A society’s socio-economic status depends on the quality of its infrastructure. All of those highways, buildings, and power supplies are structures enabling the technological growth of our society. We all utilize this infrastructure, and we all pay for this infrastructure. If we are paying for this, we want it to last. Beyond lasting, we want it to not require lane closures and detours that cause us to sit in bumper-to-bumper traffic, wasting time and money.
The majority of this infrastructure is concrete – something we use so much of that it is impossible to substitute another material class for it. There are simply not enough elements in the Earth’s crust to satisfy our demands for infrastructure. While concrete is the most used material in the world after water, what ensures its performance is the key ingredient – the cement paste holding it together. It is this key ingredient that can be improved upon to extend the life of the concrete, saving billions of dollars in maintenance and construction.
Research on cement longevity is underway in the Zachry Department of Civil Engineering at Texas A&M University. Dr. Zachary Grasley, associate professor and Peter C. Forster Faculty Fellow I, recently had his paper on the subject published, and recognized as an outstanding paper for 2015, in Materials and Structures.
“Making concrete more durable and resilient has enormous societal impacts,” said Grasley. “It will lessen the pressure on finite natural resources needed to meet our growing demand for concrete infrastructure. The models we create help us to understand how and why concrete deforms the way that it does, which gives us insight into how to better engineer its performance.”
His research is a combined experimental and modeling approach rooted in fundamental sciences and aimed at improving concrete infrastructure in the United States and around the world. It involves new material development, novel experiments to measure important properties related to durability and resiliency, and advanced models to uncover mechanisms and predict performance of concrete in real structures.
“Viscoelastic materials are like the Tempur-Pedic mattress,” said Grasley. “Those materials have a couple of very important characteristics. One is the ‘elastic’ part of that term.
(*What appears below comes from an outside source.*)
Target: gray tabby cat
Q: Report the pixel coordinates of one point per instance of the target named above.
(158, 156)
It’s reversible, recoverable, and goes back to the way it is supposed to do that. The ‘visco’ part of that term means it comes back slowly. If you leave a column sitting on a concrete surface, gradually you will see that surface sink under the weight over time. If you can tailor those properties, you can reduce the stress on your concrete, meaning less repair is necessary.”
Materials with tailored viscoelastic properties can better absorb an impact or force. Moving forward, if concrete is designed with specific viscoelastic properties, it may delay or even prevent damage from taking place, thereby saving a great deal of money on repair and maintenance.
The new materials, experiments and models Grasley’s group is developing will ultimately have wide-ranging applications. They may one day be used for 3-D printing of structures or structural elements or rapid repairs of infrastructure. The experiments could be used for quality control or quality assurance to help improve concrete durability in pavements and bridges. The models may one day be integrated into a design and analysis tool that allows optimized simultaneous structure and material designs.
From a materials development perspective, Grasley is currently working on developing rapid hardening concrete intrinsically reinforced with carbon nanofibers. The goal would be a crack-resistant concrete that gains strength fast enough to be utilized in minutes rather than days. He has developed a novel, rapid test for measuring concrete permeability, which quantifies how easily water or other liquids can flow through concrete, which is actually porous like a sponge. With respect to modeling, he has worked on advanced material models that couple the evolution of the material structure, which changes as cement chemically reacts with water, with material response to the environment and external loading. His is the first research group to develop a method to adequately disperse high-volume fractions of carbon nanofibers in a cementitious matrix. His research has led to the discovery of new mechanisms of creep — gradual deformation that occurs under constant load — and drying shrinkage.
Grasley’s research makes an impact outside his own field of study. Because his research is based on fundamental science rather than empiricism, the models and experiments he has devised have far reaching applications outside of civil engineering. His work with a former Ph.D. student led to the creation of a novel quantification method on how well dispersed nanoparticles are within a composite material. This method is so general that it may be adopted to quantify how well crops are dispersed in a field, or how well dispersed stars are in the sky, the potential applications are limitless. It is impossible to predict where such research might ultimately be utilized.